第3話 再会

 こうしてサイトは16になる頃には親方の技術のほとんどを受け継ぐことができていた。それでも自分はまだ半人前だと思い、調子になるようなことがなかったのは両親の教育だろうと周囲の人は思っていたのである。その父親であるが、あれから数年しても全く出世せずにいまだに王都西門の門番をしている。高級な一級品を作り出すサイトの方が給料としては上を言っていたが、親方は給料をサイトには渡さずに両親へと渡すようにしていた。両親も一部を生活費の足しにはしたが、それ以外はサイトの将来のために貯金してあるのである。サイトの家には一番奥の部屋に金庫があった。


「16で成人だ。そうしたら給料もそのままもらえるんだろう?」

「俺にたかろうとするなよ」


 ずっと工房で働いていたサイトには知り合いが少ない。それでも休みの日などにつるむ仲間がいた。もちろんすべて平民であり、職人の見習いであることが多い。


「サイトの所は超高級品だからなぁ、この前商品下ろしに店に行った時にちらっと見たけどありゃすげえわ」


 この青年もサイトと同じようにある工房で見習いとして働いている。名前はロウといった。知り合って数年になるが悪友とでもいう関係である。主に扱うのは金属類で、サイトの工房とは競合しないために付き合いやすい。同じ道具職人であれば工房ごとに門外不出の技術があるのでうっかりと仕事の話をするわけにもいかないのだ。


「飲みに行こうぜ」


 まだ昼過ぎだというのに、未成年だというのにこういう事を言う。
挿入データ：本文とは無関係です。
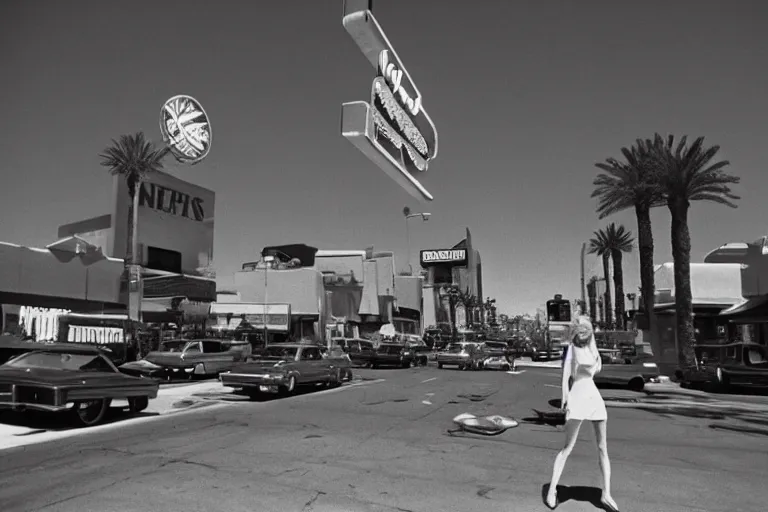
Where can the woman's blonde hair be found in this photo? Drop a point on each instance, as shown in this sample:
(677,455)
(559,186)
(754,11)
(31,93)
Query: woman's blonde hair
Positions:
(582,332)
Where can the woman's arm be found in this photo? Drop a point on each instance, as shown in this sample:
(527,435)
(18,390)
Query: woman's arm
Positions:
(567,374)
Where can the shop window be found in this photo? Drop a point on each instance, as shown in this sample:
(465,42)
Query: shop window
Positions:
(164,259)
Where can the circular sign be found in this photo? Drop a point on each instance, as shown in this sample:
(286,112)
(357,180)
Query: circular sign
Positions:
(185,128)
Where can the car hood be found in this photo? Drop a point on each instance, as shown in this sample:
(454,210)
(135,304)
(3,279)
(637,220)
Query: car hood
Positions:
(273,366)
(142,365)
(51,377)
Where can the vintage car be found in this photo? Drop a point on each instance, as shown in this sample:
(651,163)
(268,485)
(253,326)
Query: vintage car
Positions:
(360,351)
(733,364)
(77,379)
(341,358)
(464,355)
(283,367)
(498,356)
(190,358)
(392,354)
(622,369)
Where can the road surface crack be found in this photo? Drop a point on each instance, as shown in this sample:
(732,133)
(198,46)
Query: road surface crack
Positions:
(185,461)
(308,505)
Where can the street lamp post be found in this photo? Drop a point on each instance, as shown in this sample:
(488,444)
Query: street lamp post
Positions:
(268,261)
(408,215)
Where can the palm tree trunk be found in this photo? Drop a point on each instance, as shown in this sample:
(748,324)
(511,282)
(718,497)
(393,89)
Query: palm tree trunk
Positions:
(608,304)
(452,309)
(647,279)
(592,294)
(618,285)
(681,254)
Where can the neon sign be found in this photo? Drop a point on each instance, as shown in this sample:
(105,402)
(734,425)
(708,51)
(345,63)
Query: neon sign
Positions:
(393,130)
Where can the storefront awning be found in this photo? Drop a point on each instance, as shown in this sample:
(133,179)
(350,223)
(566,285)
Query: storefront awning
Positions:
(754,308)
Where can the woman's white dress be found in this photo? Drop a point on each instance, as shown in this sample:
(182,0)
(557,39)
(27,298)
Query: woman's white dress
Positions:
(584,399)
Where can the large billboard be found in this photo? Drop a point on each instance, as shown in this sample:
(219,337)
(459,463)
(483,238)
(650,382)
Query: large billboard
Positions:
(175,224)
(393,130)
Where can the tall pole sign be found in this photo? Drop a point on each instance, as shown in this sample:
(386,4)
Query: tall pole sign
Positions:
(394,130)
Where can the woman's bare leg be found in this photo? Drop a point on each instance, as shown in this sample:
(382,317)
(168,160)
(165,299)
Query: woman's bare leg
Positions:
(601,437)
(571,434)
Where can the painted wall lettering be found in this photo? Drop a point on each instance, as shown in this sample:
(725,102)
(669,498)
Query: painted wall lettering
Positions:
(166,200)
(95,335)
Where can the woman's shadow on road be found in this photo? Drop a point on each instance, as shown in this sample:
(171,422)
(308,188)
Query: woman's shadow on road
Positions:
(585,494)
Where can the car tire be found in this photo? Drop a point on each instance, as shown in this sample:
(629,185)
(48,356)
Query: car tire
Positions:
(722,378)
(290,387)
(335,379)
(92,412)
(636,384)
(138,404)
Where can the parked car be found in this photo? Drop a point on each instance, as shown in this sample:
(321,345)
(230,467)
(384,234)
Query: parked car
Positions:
(189,358)
(632,372)
(390,354)
(282,368)
(80,380)
(341,358)
(733,364)
(360,351)
(420,353)
(464,355)
(498,356)
(546,354)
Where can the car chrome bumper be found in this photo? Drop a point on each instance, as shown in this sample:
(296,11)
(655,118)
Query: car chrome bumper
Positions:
(244,380)
(24,406)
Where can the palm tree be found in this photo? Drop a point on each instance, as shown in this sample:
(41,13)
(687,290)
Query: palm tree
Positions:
(621,242)
(633,184)
(686,172)
(601,246)
(133,158)
(592,294)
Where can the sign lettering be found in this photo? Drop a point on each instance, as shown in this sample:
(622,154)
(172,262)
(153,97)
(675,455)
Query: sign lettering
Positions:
(443,256)
(166,200)
(95,335)
(394,77)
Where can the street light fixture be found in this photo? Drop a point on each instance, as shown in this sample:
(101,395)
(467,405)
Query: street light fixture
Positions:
(268,260)
(408,215)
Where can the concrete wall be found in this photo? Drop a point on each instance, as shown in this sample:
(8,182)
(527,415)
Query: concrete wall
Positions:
(302,288)
(408,292)
(56,274)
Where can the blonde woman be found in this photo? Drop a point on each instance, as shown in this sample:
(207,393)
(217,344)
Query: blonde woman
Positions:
(582,402)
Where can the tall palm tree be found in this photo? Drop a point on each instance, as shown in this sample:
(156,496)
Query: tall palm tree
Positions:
(688,172)
(632,184)
(621,241)
(592,297)
(600,245)
(132,157)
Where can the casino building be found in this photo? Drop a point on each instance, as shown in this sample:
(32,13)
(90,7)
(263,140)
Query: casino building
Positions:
(459,266)
(83,271)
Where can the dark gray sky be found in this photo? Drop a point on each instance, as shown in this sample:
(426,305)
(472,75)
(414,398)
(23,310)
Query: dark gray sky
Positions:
(526,97)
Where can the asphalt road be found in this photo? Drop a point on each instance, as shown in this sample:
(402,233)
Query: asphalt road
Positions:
(383,446)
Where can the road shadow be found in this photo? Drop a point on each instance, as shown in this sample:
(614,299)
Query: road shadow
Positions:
(54,422)
(582,493)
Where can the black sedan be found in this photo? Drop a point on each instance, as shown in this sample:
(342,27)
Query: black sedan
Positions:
(390,354)
(76,379)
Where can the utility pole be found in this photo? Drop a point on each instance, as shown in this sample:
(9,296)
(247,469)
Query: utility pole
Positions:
(583,284)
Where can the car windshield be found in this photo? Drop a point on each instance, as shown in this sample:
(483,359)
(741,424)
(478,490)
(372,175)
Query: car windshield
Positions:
(277,352)
(173,346)
(61,361)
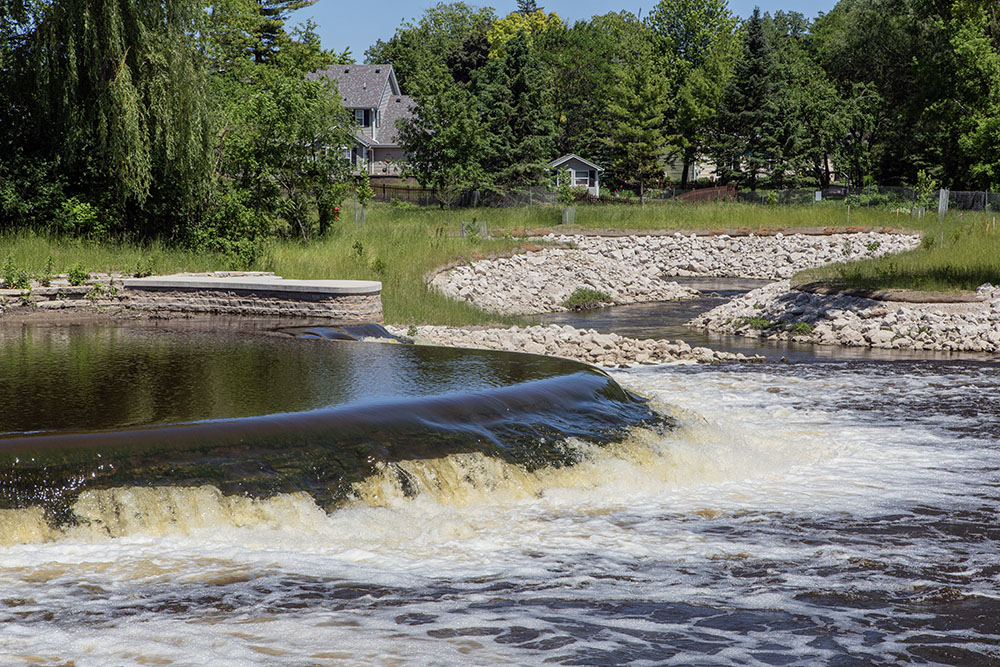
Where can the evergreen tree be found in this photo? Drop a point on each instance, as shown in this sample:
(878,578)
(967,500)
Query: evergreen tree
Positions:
(699,45)
(745,145)
(514,93)
(638,107)
(581,60)
(441,34)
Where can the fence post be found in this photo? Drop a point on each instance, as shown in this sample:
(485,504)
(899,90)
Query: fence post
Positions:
(942,203)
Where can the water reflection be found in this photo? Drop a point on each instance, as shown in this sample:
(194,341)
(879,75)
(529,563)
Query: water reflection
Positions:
(102,406)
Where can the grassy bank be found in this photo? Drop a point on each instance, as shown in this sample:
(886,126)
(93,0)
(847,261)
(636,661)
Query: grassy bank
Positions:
(959,255)
(399,253)
(400,246)
(657,215)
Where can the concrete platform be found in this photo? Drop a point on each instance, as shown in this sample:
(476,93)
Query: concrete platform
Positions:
(271,284)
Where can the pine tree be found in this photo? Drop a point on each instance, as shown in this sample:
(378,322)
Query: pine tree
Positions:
(514,93)
(745,145)
(638,113)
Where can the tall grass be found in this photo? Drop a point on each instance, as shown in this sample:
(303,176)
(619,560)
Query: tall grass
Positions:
(399,246)
(660,215)
(31,251)
(959,255)
(399,251)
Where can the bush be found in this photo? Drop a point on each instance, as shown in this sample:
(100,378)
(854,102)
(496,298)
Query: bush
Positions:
(80,218)
(78,275)
(232,229)
(13,277)
(754,323)
(587,299)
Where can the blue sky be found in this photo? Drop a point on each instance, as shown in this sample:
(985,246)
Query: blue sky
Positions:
(358,25)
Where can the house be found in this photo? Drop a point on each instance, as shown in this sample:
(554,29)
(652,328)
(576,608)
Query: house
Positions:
(584,174)
(372,94)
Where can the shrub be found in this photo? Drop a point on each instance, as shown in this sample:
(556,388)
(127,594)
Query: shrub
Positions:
(586,299)
(78,275)
(81,218)
(754,322)
(13,277)
(232,229)
(45,277)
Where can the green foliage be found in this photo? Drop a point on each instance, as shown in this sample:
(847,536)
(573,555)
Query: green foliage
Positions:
(78,275)
(699,38)
(450,33)
(45,277)
(143,268)
(83,219)
(584,298)
(13,276)
(232,229)
(364,191)
(638,109)
(745,145)
(756,322)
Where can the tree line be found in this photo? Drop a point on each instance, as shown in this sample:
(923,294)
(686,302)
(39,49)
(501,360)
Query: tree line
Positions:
(874,91)
(168,119)
(197,123)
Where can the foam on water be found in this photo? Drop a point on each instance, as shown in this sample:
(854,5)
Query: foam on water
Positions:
(797,515)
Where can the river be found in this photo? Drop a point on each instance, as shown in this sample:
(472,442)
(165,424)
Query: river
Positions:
(842,513)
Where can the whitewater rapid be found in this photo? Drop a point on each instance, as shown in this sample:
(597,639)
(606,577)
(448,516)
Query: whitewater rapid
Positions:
(798,514)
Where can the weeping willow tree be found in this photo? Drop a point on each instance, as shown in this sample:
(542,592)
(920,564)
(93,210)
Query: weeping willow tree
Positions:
(123,104)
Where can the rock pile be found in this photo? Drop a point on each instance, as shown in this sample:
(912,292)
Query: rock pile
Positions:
(777,311)
(539,282)
(586,345)
(763,257)
(630,269)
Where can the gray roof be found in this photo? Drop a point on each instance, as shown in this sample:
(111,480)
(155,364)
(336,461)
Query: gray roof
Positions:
(573,156)
(400,108)
(360,86)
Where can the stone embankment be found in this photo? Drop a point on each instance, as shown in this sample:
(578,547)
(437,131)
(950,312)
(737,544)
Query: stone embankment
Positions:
(778,311)
(631,269)
(586,345)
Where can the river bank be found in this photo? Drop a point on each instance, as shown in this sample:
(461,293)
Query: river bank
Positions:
(781,312)
(637,268)
(587,345)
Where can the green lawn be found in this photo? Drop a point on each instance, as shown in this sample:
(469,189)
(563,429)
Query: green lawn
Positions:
(400,246)
(958,255)
(655,215)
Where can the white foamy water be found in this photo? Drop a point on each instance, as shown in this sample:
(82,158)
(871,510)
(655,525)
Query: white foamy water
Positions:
(797,515)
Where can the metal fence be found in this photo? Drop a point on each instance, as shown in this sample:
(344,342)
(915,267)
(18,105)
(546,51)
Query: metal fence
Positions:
(413,195)
(884,196)
(871,196)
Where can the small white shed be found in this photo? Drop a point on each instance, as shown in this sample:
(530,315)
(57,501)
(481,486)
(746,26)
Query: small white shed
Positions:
(585,174)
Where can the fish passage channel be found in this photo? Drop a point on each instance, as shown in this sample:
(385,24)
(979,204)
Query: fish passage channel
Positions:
(836,513)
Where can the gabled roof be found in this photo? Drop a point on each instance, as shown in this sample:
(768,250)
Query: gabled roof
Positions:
(360,86)
(573,156)
(400,107)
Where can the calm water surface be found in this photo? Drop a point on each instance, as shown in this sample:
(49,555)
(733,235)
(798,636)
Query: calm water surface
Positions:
(837,513)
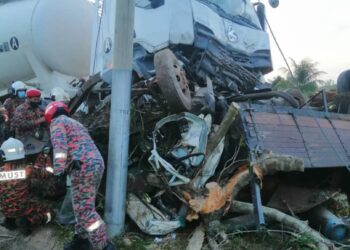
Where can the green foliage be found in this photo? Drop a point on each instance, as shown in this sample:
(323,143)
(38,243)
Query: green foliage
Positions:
(304,76)
(270,241)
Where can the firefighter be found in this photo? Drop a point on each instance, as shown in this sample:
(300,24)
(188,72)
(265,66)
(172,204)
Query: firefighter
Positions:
(75,153)
(28,117)
(20,207)
(48,186)
(18,93)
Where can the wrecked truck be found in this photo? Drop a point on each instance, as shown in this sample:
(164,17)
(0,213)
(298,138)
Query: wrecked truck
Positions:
(193,153)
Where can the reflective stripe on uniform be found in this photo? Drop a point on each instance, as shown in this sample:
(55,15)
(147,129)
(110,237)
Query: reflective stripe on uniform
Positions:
(48,217)
(94,226)
(49,169)
(60,155)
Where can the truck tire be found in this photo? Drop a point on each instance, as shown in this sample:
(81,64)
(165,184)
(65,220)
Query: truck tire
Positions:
(343,82)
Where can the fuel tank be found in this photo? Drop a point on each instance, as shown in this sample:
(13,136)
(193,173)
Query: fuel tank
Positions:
(41,37)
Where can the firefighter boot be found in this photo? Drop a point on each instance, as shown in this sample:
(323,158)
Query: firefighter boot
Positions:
(78,243)
(23,226)
(9,223)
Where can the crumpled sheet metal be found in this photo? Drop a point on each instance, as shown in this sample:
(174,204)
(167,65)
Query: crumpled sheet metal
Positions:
(210,165)
(148,218)
(194,140)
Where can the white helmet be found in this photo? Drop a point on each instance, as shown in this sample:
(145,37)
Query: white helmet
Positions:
(12,149)
(58,94)
(16,86)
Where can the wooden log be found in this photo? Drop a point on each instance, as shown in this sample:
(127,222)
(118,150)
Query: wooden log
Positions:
(289,221)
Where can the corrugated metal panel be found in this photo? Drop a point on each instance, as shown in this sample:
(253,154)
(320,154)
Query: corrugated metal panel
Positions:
(322,140)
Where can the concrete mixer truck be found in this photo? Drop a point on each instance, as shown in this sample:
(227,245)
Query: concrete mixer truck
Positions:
(52,41)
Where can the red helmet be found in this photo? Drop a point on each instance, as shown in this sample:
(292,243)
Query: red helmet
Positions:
(53,108)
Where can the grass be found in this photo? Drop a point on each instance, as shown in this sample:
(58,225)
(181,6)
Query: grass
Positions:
(269,241)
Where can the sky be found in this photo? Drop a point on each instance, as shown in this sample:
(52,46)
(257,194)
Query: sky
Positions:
(314,29)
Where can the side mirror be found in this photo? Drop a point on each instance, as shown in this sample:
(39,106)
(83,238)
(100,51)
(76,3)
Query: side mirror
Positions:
(274,3)
(156,3)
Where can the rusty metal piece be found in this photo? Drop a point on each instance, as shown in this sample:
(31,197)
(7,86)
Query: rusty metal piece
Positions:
(83,92)
(299,199)
(172,81)
(320,140)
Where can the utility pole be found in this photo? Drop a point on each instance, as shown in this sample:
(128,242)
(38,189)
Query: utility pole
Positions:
(118,50)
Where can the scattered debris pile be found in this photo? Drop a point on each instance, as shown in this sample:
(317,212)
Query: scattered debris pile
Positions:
(231,162)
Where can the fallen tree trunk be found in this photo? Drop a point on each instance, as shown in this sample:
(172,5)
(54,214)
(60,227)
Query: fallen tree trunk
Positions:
(217,197)
(276,215)
(269,165)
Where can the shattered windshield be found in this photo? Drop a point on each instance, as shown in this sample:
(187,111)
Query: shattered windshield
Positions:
(240,11)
サイトも年頃である。次の日に影響しない程度であれば付き合うことが多い。ロウはたまに二日酔いで親方に怒られることがあるらしいが。


「ジェーンの所にいこうぜ」

「酒じゃなくてジェーンが目的なんだろう?」


 大衆酒場の看板娘のジェーンはサイトたちと同年代である。何かと理由をつけてロウはその酒場に通いたがる。


「見習いは相手にもされないだろうよ」

「お前はすでに見習いじゃねえもんな、いいよな。ちくしょー」


 はは、と笑ってサイトはロウの肩をポンポンと叩いた。だが職人扱いされているサイトももてるわけではない。それに結婚を考える歳でもなかった。


 酒場ではロウがジェーンに見栄を張って高いものを注文しようとしていたのを阻止し、サイトは安酒を頼んだ。ここは金を払えば肉などの高級品を出してくれるが、ロウは金がないしサイトも自由に使うことができる金は少なかった。だが、この蒸かした芋も悪くないと思う。塩気がちょうど良く美味いとサイトはいつも思う。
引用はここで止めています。